Andaikan Ada Sukhoi
Gelar Kekuatan di Awal Milenium
Kalau Indonesia dulu jadi membeli penempur Sukhoi Su-30KI yang ditawar-kan Rusia, mungkin saja intensitas pe-nyusupan pesawat tempur asing yang kini tersinyalir makin kerap khususnya di bagian Timur dan Tenggara itu tidak akan terjadi. Disadari banyak pihak, penempur Flanker punya daya penggetar (detterence) sangat tinggi.
Su-30KI masih merupakan varian Su-27 - AviationInternational News
Menarik untuk menyimak kembali fenomena yang terjadi belakangan ini menyangkut keamanan wilayah udara nasional Indonesia. Lepasnya Timtim dari wilayah kesatuan RI secara langsung telah membuka celah baru bagi pihak-pihak yang sudah lama 'mengintai' maupun melakukan 'ulah', lepas dari semua kesan sengaja atau tidak. Yang jelas terasa, bahwa kondisi negara yang tengah morat-marit karena berbagai masalah internal ini, telah menjadikan ruang udara kita laksana ajang unjuk psy-war yang empuk bagi negara-negara yang menyembunyikan kepentingannya tersebut.
Harus realistis memang, dengan kondisi armada perang yang cuma segitu yang kini dimiliki TNI AU, kekuatan tempur udara kita jelas terukur oleh negara lain. Itulah, mungkin, yang menyebabkan para pemancing keonaran itu sekarang tak lagi merasa gentar menembus batas wilayah udara RI. Toh, bila kita buka sejarah, bukankah dengan kesatuan tempur udara yang lengkap, seperti era 1960-an, saat AURI memiliki armada lengkap mulai dari pesawat pemburu, fighter, hingga pembom jarak jauh, Indonesia disegani bahkan ditakuti di kawasan Asia Tenggara dan Pasifik?
Faktor politis dan keuangan negara boleh jadi yang kemudian menjadi kunci utama 'penghambat' tumbuhnya pengembangan perangkat dan alutsista pertahanan udara kita. Logikanya jelas, jangankan untuk membeli pesawat, memenuhi tuntutan rakyat soal kebutuhan perut, kesejahteraan, dan keadilan pun pemerintah sudah kalang kabut dan dibuat pusing. Belum kalau menengok utang negara yang makin membesar dan lainnya.

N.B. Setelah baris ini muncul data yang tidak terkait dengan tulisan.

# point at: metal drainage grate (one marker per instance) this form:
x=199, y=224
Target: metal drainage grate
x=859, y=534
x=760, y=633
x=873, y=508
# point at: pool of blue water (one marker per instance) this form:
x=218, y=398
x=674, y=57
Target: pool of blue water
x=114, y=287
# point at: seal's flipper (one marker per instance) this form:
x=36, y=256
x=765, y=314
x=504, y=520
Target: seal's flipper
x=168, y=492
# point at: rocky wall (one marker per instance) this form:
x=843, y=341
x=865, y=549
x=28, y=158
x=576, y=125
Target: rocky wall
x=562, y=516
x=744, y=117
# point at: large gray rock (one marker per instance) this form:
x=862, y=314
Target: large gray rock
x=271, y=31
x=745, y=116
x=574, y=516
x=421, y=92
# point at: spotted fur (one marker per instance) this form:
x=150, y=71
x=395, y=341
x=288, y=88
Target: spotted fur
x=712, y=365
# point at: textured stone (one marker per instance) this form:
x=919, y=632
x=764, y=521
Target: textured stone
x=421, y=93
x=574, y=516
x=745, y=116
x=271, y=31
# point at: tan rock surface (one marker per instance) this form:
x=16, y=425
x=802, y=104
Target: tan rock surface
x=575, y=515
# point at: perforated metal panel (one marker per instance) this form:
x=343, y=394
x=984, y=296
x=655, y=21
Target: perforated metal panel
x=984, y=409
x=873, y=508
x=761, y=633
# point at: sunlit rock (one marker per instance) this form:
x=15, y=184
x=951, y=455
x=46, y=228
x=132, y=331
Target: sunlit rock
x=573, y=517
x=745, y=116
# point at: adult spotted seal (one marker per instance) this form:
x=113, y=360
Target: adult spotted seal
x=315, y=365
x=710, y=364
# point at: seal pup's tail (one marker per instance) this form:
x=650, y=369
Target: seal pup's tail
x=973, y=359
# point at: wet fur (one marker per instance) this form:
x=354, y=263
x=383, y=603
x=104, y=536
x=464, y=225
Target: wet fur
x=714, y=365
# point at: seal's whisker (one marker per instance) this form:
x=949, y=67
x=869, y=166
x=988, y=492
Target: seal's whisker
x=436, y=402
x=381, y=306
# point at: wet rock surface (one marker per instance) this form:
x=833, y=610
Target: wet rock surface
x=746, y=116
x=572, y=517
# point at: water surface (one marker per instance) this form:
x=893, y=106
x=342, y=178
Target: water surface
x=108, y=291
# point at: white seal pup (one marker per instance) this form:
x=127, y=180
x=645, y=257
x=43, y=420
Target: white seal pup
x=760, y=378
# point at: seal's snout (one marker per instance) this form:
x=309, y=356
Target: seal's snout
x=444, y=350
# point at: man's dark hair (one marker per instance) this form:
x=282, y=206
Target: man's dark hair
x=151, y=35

Sangat kompleks.
Namun satu. Diluar semua masalah tersebut, negara tentu harus tetap waspada. Bahwa segala kemungkinan bisa terjadi. Ancaman dari luar tetap ada, termasuk soal kedaulatan wilayah udara yang kini tengah diusik pihak asing itu.
Dogfight
Sebelum krisis moneter benar-benar terjadi, Agustus 1997 kabar menggembirakan pernah kita dengar. Bahwa pemerintah melontarkan rencana untuk membeli 12 penempur Su-30KI. Pesawat rancangan biro desain Sukhoi (Sukhoi OKB) biro produsen pesawat tempur terbesar kedua di Rusia setelah MiG petanding F-15 Eagle Amerika yang secara strict tidak dilepas AS ke banyak negara.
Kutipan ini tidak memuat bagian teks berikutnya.